Я попятился задом до ближайших сосен, там развернулся и помчался к лесу — глухарям было не до меня. Все-таки весеннее утро на батю действовало — он не ругался, а только спросил выразительно:
— Каким местом думаешь? Наст распускается!
И мы понеслись со всех ног. В логу снег опять валился лишь под отцом, а меня держал, но когда забрались на увал, ближе к солнцу, и побежали по старым вырубкам, наст проседал даже у меня под валенками. А чем дальше, тем больше. Отец несколько раз увязал по грудь, однако не сердился, выползал из провала, лежал на спине и радовался:
— Весна! Мать ее яти!..
Потом мы пошли другим, более дальним путем — к дороге, по молодым борам, где наст еще держался, и все равно последний километр ползли, а больше перекатывались и громко хохотали — от того, что кружилась голова, было совсем тепло и впереди было ощущение теперь уж близкого лета. Когда выкатились на прохоровскую дорогу, долго отлеживались, а потом сидели на обочине. Батя курил махорку, щурился на солнце и отчего-то печально улыбался…
С той поры и стало для меня ощущением весны и отсчетом времени года — охота на глухарином току. Бывало, если не удастся вырваться на ток и послушать священный гимн солнцу, то вроде бы все еще зима до самого июня, а лето дождливое, слякотное, постепенно переходящее в осень — утрачивались краски времен года…
Адреналин и немцы
И все же настоящее испытание для начинающего охотника, особенно человека молодого, и своеобразное посвящение происходит на зверовой охоте. Можно всю жизнь стрелять птичек, натопом или из-под собаки, точно так же можно гонять зайчиков, и это все жутко интересно и увлекательно. Можно ловить капканами, кулемками и пастями пушного зверька и никогда не испытать истинного потрясения, добыв, например, крупного хищного зверя — волка, медведя или матерого секача. В принципе, каждый охотник, будь то зайчатник, «легушатник» или благородный перепелятник, втайне жаждет такой охоты, другое дело, не у всех есть возможность купить лицензию на отстрел или попросту не каждый обладает необходимыми для зверовой охоты навыками и качествами.
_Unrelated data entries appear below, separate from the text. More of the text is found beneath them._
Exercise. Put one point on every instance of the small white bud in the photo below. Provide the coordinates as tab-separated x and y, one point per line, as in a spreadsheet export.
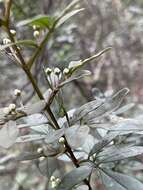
42	158
58	180
61	140
34	27
13	32
39	150
94	155
53	184
17	92
48	71
6	41
12	107
52	178
57	71
6	110
66	71
36	34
Но при случае мало кто из них удержится и не выстрелит по шумовому и в общем-то безобидному лосю и чаще только «испортит» его — самый большой процент браконьеров как раз среди таких «зайчатников». Каждую осень, в ноябре, с началом лосиной охоты каждый пятый отстрелянный зверь оказывается с дробовым ранением, потому что с сентября открывается охота на зайцев. А сколько таких подранков погибает?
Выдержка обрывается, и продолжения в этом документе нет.